Sedangkan Reynold A. Nicholson, melihat sufisme—mistik dalam Islam—merupakan bagian dari filsafat Islam, telah dirumuskan secara mendalam sebagai pemahaman mengenai kenyataan Ilahi. Pemahaman ini dimulai dengan kesadaran yang luar biasa untuk menghindari dosa, bercampur rasa takut tarhadap kiamat dan siksa neraka, sehingga akhirnya terdorong untuk mencari penyelamatan sejak kehidupan di dunia dengan cara menjauhi kenikmatan duniawi, hidup dalam kesederhanaan dan kepasrahan secara total terhadap kehendak Ilahi. [13]
Dalam perkembangannya, sufisme bukan lagi berhenti pada menjauhi kenikmatan duniawi, melainkan mereka memandang asketisme sebagai tahap permulaan dari perjalanan panjang, yang merupakan latihan awal untuk mencapai kehidupan rohani yang lebih tinggi, yakni tahapan bersatu dengan Tuhan.

Keadaan bersatu merupakan puncak dari proses penyederhanaan, dimana jiwa secara bertahap diisolasi dari hal-hal yang asing dari dirinya sendiri, kecuali terhadap Tuhan. Tidak seperi nirwana, yang semata-mata dianggap sebagai penghentian individualitas, maka fanā’ dalam sufi dianggap sebagai kelenyapan, yaitu proses menuju keabadian (Baqa’) dan kesinambungan yang nyata. Penuhanan (Defication), pada dasarnya merupakan tujuan akhir dari mistik muslim.[14]

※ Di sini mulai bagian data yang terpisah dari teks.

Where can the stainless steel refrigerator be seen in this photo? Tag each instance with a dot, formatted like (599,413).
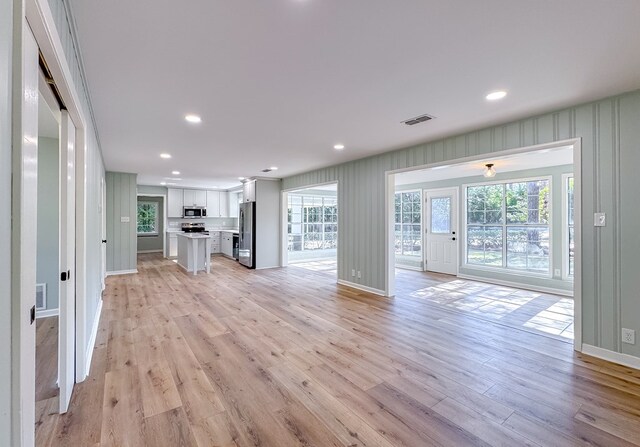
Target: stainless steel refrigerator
(247,235)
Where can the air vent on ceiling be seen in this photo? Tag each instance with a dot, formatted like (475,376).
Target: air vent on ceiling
(418,120)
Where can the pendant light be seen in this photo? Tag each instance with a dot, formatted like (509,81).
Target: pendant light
(489,170)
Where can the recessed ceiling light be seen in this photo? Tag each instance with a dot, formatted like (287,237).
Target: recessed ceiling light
(493,96)
(195,119)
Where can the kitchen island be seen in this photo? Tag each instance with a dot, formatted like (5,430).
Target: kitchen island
(194,252)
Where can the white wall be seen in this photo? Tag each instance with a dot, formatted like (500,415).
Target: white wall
(6,27)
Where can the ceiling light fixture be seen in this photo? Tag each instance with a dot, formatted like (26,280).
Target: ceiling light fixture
(494,96)
(194,119)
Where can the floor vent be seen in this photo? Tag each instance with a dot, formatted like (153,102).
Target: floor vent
(418,120)
(41,296)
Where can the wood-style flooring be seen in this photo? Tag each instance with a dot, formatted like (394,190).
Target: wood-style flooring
(285,357)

Berbeda dengan pemahaman terhadap konsep fanā’ sebagaimana di atas, Hujwirī (w. 1079 M), menganggap absurd terhadap kepercayaan bahwa fanā’ berarti kehilangan esensi dan perusakan zat jasmaniah. Fanā’ terhadap sesuatu, menurutnya, berarti adanya kesadaran akan ketidaksempurnaan dan ketiadaan keinginan untuk sesuatu hal. Siapa yang mengalami suatu fanā’ dalam dirinya yang rapuh akan menemukan baqā’ di dalam kehendak-Nya yang abadi, namun sifat manusia tidak bisa meng-Ilahi atau sebaliknya. Hujwiri merumuskan bersatu sebagai pemusatan pikiran terhadap obyek yang diinginkan. [15]
Dalam tahap persatuan itu, lebih lanjut Muhammad Iqbal  memandang adanya suasana ketentraman pada saat mistikus telah sampai pada pengalaman tunggal tersebut. Sehingga munculnya rasa tidak ingin kembali dari pengalaman tersebut. Tentramnya "pengalaman tunggal" bagi dunia tasawuf ialah suatu kesudahan. Sebagai suatu kesudahan, pandangan tentang alam semesta dalam filsafat kesatuan tersebut juga telah mencapai kesempurnaan.
The mystic does not wish to return from the repose of ‘unitary experience’; and even when he does return, as he must, his return does not mean much for mankind at large.[16]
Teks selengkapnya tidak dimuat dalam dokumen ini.